Talk about a walk into the mind of a genius.

If you have broken bread with me before or at least have had one decent basketball conversation with me, I make it clear I’m a Los Angeles Lakers fan. Which in turn means I’m a Kobe Bryant fan as well. 

When it comes to sports especially that of basketball (my favorite team sport), I’ve always studied many of the greats to examine their work ethic. Maravich, Jordan, Phil Jackson, LeBron, and Kobe are some of my favorite players/coaches ever. Everyone has lessons to share about winning, failing, climbing, and living. We all have started from some place.

I read Showboat by Roland Lazenby a few months ago and really enjoyed the narrative he provided over Kobe Bryant’s life. He made Bryant seem relatable in many instances, but also enigmatic as well.  We all have our quirks and unique character traits, but Kobe possessed more to him than I thought. 

In his book, The Mamba Mentality,  Kobe breaks down his career and work ethic through the use of photos. It explains the notion behind the term #Mamba and yes, I had to hash tag that.

Kobe was born with the tangibles to do great things, but it took timing, work, sacrifice, studying, and whole hell of a lot more variables to succeed and accomplish what he did in his career. Of course, the same can be said for Jordan, LeBron, Magic, and damn near every great player ever.

IT TOOK WORK.

I preach a similar concept to each of my clients when I’m training with them. Each of us possess tangibles to do good and great things. It’s just a matter of working towards figuring out what those THINGS are and WHO you are. 

 In this fast paced society we live in currently, we have slowly conditioned ourselves to expect results with reckless haste and with hardly any true work involved. To those who foolishly believe that notion, here is a metaphorical shovel for all that bullshit you believe in.

Much like Arnold says, “There is no magic pill.”

Your Meme is Meaningless

I truly have a tolerate/hate perspective of memes. Especially, the ones with quotes and graphics. My main reason being is that if the person who posted it truly believes what they are posting, but most of all, truly doing what they are “preaching”. I doubt it.

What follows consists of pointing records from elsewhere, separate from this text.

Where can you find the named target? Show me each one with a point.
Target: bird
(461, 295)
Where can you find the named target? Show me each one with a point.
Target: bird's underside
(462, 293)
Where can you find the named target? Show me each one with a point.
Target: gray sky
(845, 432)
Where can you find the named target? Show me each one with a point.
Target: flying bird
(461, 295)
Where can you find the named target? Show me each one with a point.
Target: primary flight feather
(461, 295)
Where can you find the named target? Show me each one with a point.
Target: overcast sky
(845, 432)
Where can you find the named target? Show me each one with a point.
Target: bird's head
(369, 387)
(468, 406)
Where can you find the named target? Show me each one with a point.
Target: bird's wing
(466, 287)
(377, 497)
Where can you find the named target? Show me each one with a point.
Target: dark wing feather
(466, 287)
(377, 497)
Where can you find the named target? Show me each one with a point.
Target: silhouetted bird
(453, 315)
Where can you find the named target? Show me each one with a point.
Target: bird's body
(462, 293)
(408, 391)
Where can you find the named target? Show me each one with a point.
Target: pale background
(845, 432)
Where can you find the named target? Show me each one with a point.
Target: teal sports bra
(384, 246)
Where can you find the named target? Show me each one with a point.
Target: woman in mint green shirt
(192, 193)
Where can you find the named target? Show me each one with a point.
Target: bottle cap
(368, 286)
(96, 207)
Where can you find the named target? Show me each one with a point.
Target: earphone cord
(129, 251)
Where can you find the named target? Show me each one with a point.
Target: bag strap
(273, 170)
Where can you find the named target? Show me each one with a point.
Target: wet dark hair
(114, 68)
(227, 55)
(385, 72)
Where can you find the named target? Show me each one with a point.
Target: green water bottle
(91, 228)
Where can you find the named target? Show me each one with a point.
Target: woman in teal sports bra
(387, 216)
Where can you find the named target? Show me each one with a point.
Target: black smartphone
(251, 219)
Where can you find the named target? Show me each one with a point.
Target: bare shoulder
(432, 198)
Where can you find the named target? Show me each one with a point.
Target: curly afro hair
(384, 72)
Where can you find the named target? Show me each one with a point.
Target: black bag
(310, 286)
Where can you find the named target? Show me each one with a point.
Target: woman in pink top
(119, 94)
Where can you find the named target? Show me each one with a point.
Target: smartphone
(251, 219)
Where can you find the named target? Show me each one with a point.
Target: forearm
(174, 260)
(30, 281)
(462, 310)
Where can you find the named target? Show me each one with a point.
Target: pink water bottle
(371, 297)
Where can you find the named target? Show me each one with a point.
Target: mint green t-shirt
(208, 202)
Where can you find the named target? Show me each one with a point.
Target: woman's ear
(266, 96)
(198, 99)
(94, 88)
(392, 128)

If I post a quote, I can guarantee you  that 100% of the time, I’m reading the source at that very moment or pretty close to that time frame. I associate quotes with knowledge and with knowledge, slivers of power follow behind it. 

Be about the knowledge you seek and the truth you want to encompass. Cause doing anything less of that is a settlement into mediocrity or worse, failure.